System Factors in Patient Safety

James Reason created the Swiss cheese model to explain how faults in different layers of a system lead to incidents. This model shows how a fault in one layer of a health care system of care is usually not enough to cause an accident. Adverse events usually occur when a number of faults occur in a number of layers (for example, fatigued workers plus inadequate procedures plus faulty equipment) and momentarily line up to permit a “trajectory” of accident opportunity.

Lets see the scenario of a medication error happening in a patient as an example:

He was having heartburn for quite a few days. Not able to take it much longer, Madhav visited the doctor.

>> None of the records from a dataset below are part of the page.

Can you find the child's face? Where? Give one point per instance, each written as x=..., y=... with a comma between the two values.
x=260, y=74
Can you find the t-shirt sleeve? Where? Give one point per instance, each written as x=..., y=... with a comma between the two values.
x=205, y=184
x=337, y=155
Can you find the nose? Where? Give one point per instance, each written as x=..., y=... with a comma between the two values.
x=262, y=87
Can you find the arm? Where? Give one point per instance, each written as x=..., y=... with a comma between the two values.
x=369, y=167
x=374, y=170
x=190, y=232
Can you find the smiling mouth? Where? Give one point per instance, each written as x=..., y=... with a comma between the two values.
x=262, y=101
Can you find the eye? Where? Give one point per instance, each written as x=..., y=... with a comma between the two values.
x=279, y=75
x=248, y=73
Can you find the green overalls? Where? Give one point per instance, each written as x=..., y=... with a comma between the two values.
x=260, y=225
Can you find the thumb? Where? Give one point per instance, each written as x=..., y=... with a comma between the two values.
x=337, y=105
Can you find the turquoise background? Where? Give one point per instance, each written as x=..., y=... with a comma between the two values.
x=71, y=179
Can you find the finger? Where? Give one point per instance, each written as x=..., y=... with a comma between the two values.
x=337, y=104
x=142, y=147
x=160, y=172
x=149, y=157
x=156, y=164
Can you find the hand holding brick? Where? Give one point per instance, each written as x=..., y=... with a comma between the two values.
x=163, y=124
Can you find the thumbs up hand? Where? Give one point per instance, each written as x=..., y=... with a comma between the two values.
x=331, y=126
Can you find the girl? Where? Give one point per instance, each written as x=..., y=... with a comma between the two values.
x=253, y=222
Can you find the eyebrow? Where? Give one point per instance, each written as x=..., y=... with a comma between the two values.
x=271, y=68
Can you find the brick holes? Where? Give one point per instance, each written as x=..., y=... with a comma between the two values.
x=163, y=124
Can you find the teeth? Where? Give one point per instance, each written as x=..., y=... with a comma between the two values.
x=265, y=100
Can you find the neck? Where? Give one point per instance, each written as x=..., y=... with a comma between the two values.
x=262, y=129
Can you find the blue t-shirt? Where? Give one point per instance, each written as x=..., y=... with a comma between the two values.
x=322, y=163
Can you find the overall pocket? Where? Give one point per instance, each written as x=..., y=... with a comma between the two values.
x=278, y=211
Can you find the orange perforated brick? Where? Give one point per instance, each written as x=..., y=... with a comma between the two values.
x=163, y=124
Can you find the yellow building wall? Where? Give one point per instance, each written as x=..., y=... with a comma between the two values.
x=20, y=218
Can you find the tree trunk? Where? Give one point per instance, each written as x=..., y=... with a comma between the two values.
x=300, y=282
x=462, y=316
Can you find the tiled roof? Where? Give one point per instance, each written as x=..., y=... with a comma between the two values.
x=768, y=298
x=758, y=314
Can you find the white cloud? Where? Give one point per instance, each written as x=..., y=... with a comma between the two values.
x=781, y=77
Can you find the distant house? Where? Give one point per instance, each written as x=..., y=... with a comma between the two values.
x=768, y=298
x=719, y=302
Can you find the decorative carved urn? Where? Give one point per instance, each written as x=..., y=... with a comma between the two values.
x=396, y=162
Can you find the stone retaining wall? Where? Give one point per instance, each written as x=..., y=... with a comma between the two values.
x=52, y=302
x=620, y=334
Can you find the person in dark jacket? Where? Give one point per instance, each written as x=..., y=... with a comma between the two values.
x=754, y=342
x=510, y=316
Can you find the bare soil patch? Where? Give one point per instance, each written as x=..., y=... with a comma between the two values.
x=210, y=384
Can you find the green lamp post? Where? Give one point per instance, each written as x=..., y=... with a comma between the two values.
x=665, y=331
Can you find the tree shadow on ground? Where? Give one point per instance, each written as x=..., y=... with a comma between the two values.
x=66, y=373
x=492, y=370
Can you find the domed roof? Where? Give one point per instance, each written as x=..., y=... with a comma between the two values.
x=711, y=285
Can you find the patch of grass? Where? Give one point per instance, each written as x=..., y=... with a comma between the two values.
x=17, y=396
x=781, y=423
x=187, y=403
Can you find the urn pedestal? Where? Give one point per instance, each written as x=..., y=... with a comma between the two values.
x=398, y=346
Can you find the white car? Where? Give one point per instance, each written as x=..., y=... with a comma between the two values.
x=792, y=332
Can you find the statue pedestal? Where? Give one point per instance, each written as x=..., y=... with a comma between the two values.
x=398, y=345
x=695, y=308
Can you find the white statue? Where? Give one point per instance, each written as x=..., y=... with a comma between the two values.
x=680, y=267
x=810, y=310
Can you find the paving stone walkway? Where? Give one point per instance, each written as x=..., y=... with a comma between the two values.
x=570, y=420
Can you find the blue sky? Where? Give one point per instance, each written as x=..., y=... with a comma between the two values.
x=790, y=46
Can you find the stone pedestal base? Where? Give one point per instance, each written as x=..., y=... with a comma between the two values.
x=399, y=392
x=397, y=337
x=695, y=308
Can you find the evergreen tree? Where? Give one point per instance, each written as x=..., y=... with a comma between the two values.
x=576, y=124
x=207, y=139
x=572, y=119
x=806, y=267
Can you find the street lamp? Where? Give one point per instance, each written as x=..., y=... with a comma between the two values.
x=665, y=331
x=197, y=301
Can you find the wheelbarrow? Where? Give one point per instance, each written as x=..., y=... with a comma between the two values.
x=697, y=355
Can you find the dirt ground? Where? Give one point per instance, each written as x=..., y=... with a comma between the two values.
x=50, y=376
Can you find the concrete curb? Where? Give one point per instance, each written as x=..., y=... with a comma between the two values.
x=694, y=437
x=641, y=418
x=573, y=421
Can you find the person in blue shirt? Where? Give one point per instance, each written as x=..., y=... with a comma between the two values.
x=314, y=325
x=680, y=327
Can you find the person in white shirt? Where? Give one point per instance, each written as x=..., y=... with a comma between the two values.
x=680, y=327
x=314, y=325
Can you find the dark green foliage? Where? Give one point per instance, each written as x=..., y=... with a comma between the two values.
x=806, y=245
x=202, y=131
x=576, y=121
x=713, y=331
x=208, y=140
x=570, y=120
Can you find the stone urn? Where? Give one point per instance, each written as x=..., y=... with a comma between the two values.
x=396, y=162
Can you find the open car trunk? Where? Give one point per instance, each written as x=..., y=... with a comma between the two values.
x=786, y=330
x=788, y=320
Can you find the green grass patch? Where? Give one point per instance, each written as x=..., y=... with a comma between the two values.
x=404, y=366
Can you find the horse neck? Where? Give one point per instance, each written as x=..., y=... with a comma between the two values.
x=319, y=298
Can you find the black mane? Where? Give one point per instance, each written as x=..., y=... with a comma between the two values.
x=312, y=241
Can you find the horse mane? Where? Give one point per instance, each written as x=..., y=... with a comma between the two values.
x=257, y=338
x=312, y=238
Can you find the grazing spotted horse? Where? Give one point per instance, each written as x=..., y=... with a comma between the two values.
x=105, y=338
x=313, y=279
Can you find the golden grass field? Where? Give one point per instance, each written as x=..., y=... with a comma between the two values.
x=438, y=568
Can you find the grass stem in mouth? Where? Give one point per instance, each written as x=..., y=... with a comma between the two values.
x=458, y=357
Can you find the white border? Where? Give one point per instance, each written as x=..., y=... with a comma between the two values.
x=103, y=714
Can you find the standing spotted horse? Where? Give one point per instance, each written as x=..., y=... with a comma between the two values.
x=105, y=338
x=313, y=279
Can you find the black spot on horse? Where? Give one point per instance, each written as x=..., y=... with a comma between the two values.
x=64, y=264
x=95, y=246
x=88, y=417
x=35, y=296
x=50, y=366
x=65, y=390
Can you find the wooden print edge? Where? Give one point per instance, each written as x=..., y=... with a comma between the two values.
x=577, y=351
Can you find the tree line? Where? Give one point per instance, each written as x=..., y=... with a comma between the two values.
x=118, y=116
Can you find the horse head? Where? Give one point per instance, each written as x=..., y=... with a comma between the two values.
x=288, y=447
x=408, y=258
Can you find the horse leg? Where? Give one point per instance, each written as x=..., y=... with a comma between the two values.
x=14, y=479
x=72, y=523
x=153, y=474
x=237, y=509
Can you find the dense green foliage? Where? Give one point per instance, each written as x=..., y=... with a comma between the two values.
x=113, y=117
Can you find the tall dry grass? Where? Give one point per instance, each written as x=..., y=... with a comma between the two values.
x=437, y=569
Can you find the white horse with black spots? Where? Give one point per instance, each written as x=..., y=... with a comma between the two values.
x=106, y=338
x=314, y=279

He explained his symptoms and the doctor wrote a simple prescription for heartburn but the writing was not clear.
Madhav did not clarify the medication name with the physician and took the prescription to the pharmacist.
The pharmacist deciphered the medication to the best of his understanding and dispensed the medication.

Madhav returned two days later with completely different symptoms in addition to continuing heartburn, a review revealed that the patient was dispensed aripiprazole, an antipsychotic instead of rabeprazole, an anti ulcer drug, and the symptoms the patient was experiencing now were the adverse reactions of the incorrect drug he was taking.

Now, who is at fault here, there were many barriers to this medication error – the doctor (if he gave computerized prescription or made sure the hand writing was clear), Patient (who could have confirmed the medication name with the physician), the pharmacist (who understood the concept of a sound alike drugs and made sure to confirm it with the physician). All the barriers missed the check points and the the holes of the swiss cheese model aligned for this error to happen.

Looking at it from systems approach, there are various factors involved – the issue of illegible hand written prescription, the lack of training of the pharmacist on sound alike drugs. Awareness at patient level.
So, when we go to the root of it, there is a need to review systems in healthcare that are error prone and change them. The first step towards doing root cause analysis is reporting errors. The major road block to reporting is the culture of blame and shame of an individual, which discourages individuals from reporting AEs or errors.

The National patient safety implementation framework calls for establishing an error and AE reporting system that is non-punitive, confidential, independent, timely, system oriented and responsive in nature.